Иван Васильевич долго томить не стал:
– Отправишь верного человека в Чудовский монастырь, чтоб на митрополию приехал Андрей, то бишь Афанасий…
И все, ничего более объяснять Никите Романовичу не стал. Зачем? И без того ясно – желает государь видеть митрополитом своего бывшего духовника, во всем и раньше послушного, а теперь так тем более…
Вяземский тоже вспомнил, что Андрей Прозоров, тогда еще благовещенский протопоп, составил «Книгу степенную царского родословства», где твердил, что только Иван Васильевич истинный наследник великого Владимира!
Но государь оказался хитрее, он озаботился и другим:
– Московский митрополит должен стоять выше новгородского! И потому белый клобук иметь! И печать красного воску!
Афанасий подумал, что Андрею Прозорову хоть какую печать да клобук дай, все одно до Макария недотянет, хотя и учился у него, и из Новгорода в Москву вслед за Макарием прибыл, когда того на митрополию Шуйские поставили.
Удобный митрополит нынешний инок Афанасий! И царю угоден, и из святителей никто против сказать не может, потому как ученик Макария… А если против не только скажут, но подумают, то им же хуже будет.
* * *
Бесплотный Макарий уже совсем растворился в полумраке, уступая свое место другому митрополиту – Афанасию. Бывший царский духовник когда-то совсем не хотел заступать на митрополию, но царского приказа ослушаться не осмелился, принял сан за Макарием. Он и теперь норовил не слишком бросаться в глаза умирающему Грозному.

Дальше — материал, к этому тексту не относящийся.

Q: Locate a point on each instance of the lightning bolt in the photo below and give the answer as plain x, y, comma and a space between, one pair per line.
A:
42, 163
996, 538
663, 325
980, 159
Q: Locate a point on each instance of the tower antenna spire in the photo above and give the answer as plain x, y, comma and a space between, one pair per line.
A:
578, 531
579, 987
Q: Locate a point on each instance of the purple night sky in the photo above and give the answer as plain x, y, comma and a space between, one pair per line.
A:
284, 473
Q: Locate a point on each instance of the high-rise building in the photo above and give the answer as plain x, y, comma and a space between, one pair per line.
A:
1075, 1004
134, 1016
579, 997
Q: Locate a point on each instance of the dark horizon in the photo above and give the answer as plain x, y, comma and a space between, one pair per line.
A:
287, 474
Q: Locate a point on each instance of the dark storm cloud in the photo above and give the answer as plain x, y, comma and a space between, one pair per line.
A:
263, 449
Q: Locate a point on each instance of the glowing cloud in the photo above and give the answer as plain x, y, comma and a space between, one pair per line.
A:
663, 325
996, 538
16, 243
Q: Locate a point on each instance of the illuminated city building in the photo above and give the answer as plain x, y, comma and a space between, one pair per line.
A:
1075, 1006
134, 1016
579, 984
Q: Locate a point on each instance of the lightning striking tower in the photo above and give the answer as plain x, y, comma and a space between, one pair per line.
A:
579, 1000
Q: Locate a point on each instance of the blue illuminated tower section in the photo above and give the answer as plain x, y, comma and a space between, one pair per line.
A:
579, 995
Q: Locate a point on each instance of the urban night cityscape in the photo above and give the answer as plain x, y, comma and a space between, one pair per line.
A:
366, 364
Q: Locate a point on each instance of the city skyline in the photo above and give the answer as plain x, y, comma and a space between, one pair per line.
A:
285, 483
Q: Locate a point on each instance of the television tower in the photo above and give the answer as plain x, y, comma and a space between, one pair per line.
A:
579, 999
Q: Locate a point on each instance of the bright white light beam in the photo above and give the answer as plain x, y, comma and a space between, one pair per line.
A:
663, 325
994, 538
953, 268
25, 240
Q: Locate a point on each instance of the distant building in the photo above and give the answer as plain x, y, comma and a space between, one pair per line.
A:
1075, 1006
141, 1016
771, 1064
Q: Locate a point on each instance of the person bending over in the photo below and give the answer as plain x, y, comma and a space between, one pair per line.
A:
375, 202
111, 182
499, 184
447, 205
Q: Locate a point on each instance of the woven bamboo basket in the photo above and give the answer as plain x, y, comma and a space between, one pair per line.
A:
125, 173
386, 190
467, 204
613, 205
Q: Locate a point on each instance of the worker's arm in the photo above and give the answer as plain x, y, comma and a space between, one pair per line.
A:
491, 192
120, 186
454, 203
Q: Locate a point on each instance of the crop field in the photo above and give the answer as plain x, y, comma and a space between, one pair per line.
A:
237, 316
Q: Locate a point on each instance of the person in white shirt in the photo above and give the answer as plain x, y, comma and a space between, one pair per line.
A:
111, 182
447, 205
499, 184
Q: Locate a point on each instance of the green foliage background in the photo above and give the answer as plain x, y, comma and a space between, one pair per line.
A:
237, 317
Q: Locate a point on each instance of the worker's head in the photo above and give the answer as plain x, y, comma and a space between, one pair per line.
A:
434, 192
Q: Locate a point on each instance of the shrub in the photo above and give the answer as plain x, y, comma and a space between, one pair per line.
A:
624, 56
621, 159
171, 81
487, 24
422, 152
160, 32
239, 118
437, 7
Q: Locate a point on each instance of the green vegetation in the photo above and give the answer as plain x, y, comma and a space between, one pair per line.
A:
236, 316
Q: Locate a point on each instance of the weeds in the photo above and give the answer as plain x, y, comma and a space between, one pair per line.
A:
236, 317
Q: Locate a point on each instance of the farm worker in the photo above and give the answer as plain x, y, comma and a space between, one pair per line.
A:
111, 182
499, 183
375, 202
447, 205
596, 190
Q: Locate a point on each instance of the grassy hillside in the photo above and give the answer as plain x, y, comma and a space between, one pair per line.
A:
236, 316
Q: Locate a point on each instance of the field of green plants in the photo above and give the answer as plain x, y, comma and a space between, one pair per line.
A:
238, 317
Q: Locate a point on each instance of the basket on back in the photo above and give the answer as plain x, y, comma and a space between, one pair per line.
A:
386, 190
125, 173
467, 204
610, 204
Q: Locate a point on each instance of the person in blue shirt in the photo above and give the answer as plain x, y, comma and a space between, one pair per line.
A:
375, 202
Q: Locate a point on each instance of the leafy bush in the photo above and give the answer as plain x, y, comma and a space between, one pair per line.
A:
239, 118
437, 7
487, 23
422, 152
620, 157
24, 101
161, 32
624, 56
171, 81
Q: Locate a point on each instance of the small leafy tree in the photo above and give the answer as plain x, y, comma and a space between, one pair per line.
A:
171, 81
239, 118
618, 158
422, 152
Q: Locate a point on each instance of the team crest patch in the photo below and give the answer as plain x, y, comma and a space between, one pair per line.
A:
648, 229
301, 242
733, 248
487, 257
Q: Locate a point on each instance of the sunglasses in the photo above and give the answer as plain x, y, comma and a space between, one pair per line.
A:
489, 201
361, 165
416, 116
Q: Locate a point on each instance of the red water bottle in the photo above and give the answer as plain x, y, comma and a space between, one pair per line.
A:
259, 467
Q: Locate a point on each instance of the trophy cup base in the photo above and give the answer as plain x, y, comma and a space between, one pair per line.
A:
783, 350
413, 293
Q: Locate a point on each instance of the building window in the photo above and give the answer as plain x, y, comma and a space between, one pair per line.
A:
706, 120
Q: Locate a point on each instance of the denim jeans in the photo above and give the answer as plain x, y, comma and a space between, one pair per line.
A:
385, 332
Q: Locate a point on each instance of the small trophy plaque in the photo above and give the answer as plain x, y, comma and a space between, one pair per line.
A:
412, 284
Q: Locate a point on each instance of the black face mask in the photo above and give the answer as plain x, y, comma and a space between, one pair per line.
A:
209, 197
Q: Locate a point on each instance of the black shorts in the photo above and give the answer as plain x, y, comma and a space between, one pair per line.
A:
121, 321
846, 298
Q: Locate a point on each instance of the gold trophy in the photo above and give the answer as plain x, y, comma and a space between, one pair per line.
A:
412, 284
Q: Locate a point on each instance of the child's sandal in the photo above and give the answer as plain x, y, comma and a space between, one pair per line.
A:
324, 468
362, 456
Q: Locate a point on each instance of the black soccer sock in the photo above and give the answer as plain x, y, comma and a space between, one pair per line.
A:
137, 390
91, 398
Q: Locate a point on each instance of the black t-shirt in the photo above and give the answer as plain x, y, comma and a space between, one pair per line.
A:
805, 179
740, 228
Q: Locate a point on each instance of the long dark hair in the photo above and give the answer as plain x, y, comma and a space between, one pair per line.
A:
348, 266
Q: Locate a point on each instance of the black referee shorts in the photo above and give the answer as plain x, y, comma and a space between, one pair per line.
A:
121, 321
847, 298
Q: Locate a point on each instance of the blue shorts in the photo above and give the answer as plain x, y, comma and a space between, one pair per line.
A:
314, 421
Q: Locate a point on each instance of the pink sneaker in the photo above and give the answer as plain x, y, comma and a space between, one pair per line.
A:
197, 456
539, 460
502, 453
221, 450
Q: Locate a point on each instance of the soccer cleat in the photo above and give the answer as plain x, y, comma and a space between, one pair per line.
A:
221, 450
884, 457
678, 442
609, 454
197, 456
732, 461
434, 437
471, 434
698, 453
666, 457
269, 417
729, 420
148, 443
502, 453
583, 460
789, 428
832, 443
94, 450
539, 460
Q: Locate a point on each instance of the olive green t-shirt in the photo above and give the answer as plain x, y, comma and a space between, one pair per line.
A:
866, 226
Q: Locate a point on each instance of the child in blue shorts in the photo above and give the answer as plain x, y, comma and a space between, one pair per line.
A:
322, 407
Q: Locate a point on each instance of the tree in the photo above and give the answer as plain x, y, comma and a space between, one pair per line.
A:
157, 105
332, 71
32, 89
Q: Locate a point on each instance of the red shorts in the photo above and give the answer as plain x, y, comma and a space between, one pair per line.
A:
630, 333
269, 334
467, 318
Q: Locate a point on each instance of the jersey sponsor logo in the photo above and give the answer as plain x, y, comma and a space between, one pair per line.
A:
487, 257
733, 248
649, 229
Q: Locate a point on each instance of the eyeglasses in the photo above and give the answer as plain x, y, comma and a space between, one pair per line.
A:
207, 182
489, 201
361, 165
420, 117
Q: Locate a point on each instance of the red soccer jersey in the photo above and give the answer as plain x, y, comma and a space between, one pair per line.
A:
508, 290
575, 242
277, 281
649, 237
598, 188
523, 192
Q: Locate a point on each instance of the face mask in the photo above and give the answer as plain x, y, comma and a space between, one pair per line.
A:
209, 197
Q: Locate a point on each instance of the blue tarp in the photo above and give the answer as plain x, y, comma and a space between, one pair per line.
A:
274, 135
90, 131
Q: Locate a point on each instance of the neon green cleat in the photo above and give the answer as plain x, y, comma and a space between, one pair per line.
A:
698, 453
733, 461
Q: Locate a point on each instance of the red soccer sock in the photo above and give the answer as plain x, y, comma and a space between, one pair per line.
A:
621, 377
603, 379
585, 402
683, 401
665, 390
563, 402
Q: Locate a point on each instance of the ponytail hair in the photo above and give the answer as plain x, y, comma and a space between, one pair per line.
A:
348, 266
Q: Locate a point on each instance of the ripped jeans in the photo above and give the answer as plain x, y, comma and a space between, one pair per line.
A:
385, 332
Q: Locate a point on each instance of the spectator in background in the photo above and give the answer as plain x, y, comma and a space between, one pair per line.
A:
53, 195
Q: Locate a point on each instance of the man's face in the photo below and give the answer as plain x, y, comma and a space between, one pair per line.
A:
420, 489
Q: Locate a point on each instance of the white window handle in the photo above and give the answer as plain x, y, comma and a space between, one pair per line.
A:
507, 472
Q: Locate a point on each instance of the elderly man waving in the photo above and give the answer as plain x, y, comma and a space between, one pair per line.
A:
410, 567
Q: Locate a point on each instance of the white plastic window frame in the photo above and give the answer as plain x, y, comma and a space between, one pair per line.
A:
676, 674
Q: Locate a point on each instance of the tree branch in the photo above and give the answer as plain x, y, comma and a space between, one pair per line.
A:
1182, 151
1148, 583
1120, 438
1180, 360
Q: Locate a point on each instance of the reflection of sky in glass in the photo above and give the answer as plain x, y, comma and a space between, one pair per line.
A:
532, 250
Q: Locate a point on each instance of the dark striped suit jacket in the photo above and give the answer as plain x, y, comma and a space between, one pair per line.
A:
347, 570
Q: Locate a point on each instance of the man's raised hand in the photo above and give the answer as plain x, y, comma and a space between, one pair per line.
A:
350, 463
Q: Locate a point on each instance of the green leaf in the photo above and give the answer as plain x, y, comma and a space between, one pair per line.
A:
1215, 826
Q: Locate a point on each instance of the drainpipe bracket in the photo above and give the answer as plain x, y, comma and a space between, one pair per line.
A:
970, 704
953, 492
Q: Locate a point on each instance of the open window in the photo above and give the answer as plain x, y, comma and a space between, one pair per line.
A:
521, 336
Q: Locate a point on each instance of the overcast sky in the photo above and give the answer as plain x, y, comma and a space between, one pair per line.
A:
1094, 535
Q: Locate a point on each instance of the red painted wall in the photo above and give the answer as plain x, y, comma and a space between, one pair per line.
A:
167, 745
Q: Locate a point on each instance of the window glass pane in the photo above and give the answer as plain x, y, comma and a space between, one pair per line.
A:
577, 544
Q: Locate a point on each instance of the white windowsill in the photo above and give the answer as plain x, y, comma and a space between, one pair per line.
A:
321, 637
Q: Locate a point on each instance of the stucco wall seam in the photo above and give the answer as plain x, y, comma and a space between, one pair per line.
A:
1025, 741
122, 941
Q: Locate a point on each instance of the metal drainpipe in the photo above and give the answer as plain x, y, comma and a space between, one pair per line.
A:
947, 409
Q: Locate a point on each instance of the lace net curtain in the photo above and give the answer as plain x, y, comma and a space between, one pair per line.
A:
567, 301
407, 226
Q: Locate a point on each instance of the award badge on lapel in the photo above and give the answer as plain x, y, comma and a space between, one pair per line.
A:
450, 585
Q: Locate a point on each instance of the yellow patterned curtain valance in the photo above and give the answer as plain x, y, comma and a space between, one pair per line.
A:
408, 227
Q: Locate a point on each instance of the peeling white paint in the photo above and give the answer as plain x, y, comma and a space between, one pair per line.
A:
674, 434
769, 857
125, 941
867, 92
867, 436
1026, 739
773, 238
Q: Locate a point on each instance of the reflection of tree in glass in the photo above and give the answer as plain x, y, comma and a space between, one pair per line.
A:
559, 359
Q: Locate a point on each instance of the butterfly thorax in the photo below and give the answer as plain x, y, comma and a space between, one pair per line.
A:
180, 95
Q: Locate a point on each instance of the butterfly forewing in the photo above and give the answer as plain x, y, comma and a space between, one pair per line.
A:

– Афанасий, ну ты-то что? Над всеми поднял, митрополитом сделал… Самому бы никогда не встать так высоко. Неблагодарный…
Тень вдруг точно распрямилась, бесплотный Афанасий мог высказать своему страшному покровителю то, чего не решился сказать настоящий священник:
– Не просил я митрополичью кафедру, государь. По мне было то место, какое занимал. Не в сане служба Господу, а в душе!
Иван усмехнулся, вспомнив, как блестели глаза монаха, когда впервые вел службу в соборе в новом клобуке. Правда, скоро погас тот огонек, видно, и впрямь не был рад Афанасий новому назначению.
– Чего тебе-то не хватало?
– Государь, да ведь при мне убийства начались! Я не смог удержать твою милость от опричнины…
Глаза Ивана изумленно раскрылись:
– Ты?.. А что ты мог?!
Он даже попытался приподняться, чтобы лучше разглядеть бывшего духовника, окружающие же видели только широко раскрытые глаза государя и слышали почти злобную усмешку.
– Точно до тебя казней не было! Ничего ты, монах, не понял… Вот Макарий, тот понял. Аз есмь царь, и я волен казнить или миловать… И опричнину тебе ли остановить было, если даже Филипп своей смертию не остановил?! Моя воля выше вашей! Выше, понял?!